Perjalanan Batin Sang Sunan: Pelajaran tentang Sejatining Agama dan Manunggaling Kawula Gusti
Perjalanan Batin Sang Sunan: Pelajaran
tentang Sejatining Agama dan Manunggaling Kawula Gusti
Sosok kecil itu, Sang Hyang Isyarat, kini menoleh sedikit. Meskipun
wajahnya tidak terlihat jelas dalam rembulan yang minim, Kalijaga merasakan
tatapan yang penuh kasih dan kearifan. Gerakan menoleh itu sudah cukup untuk
menggetarkan batin Kalijaga, menandakan bahwa sang guru spiritual telah
benar-benar menerima dirinya sebagai murid.

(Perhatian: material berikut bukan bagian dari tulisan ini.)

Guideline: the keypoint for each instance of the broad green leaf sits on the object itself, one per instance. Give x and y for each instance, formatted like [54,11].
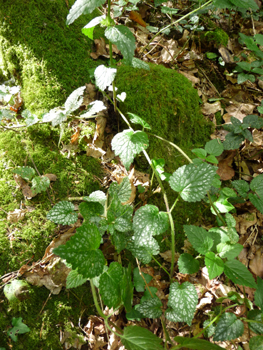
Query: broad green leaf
[229,251]
[26,172]
[193,181]
[123,38]
[138,338]
[63,213]
[196,344]
[199,238]
[257,202]
[40,184]
[82,252]
[151,308]
[258,297]
[228,327]
[109,285]
[214,147]
[242,187]
[138,281]
[74,279]
[256,343]
[214,264]
[127,144]
[104,76]
[239,274]
[122,190]
[75,99]
[187,264]
[82,7]
[183,299]
[135,119]
[257,316]
[18,328]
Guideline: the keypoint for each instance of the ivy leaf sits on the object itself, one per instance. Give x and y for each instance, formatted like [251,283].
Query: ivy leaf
[151,308]
[18,328]
[127,144]
[75,99]
[138,281]
[138,338]
[228,328]
[258,297]
[199,238]
[214,264]
[135,119]
[40,184]
[196,344]
[104,76]
[183,299]
[239,274]
[82,7]
[193,181]
[82,252]
[63,213]
[26,172]
[74,279]
[187,264]
[110,285]
[123,38]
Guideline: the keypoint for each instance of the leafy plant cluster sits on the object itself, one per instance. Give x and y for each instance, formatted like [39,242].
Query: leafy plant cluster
[137,231]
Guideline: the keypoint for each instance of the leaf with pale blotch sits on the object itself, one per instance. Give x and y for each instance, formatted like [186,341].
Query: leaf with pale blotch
[127,144]
[183,299]
[63,213]
[228,327]
[82,252]
[193,181]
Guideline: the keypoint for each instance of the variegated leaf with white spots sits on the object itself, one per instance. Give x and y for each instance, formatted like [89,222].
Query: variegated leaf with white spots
[183,299]
[193,181]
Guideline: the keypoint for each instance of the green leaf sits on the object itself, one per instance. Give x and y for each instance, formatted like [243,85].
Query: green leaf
[138,338]
[257,202]
[109,285]
[229,251]
[196,344]
[26,172]
[183,299]
[228,328]
[128,144]
[138,281]
[214,147]
[258,297]
[214,264]
[63,213]
[239,274]
[199,238]
[82,7]
[18,328]
[82,252]
[151,308]
[187,264]
[122,190]
[193,181]
[123,38]
[257,316]
[74,279]
[40,184]
[256,343]
[75,99]
[104,76]
[135,119]
[242,187]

"Engkau harus merubah caramu berdakwah, Kalijaga," suara itu
bergetar dalam hatinya. "Bukan dengan mengubah syariat yang datang dari
Rasulullah, tetapi dengan mengubah cara orang menerimanya.
Ajarilah mereka bahwa Islam bukanlah baju baru, melainkan benang emas yang menyambungkan mereka pada sumber
cahaya abadi yang telah mereka kenal sejak leluhur mereka bersemayam di
sini."
Sosok itu kemudian mengajarkan konsep Sejatining Agama
(Hakikat Agama) yang melampaui formalitas.
1. Tauhid Sejati ( Kawula Gusti):
"Jangan ajarkan bahwa Tuhan itu jauh di langit, terpisah dari
mereka. Ajarkan bahwa Tuhan itu dekat, bahkan lebih dekat dari urat leher
mereka (Wana-fsinakum Afala Tubsiruun). Ajarilah mereka konsep Manunggaling
Kawula Gusti—persatuan Hamba dan Tuan. Ini bukan berarti Hamba menjadi Tuan,
tetapi kesadaran bahwa Hamba adalah manifestasi dari Cahaya Tuan di alam
semesta. Kesatuan ini hanya dapat dicapai melalui penyucian hati, bukan
penyucian air semata. Ketika hati sudah suci, semua gerak-gerik adalah
ibadah."
2. Ibadah Sejati ( Laku Dadi Ibadah):
"Ibadah sejati bukan hanya yang dilakukan lima kali sehari. Ibadah
sejati adalah Kesadaran Penuh dalam setiap detik kehidupan. Bekerja untuk
keluarga, menanam padi, membantu sesama, bahkan diam merenung di tengah
malam—semuanya harus menjadi Laku Dadi Ibadah (Tindakan yang Menjadi Ibadah).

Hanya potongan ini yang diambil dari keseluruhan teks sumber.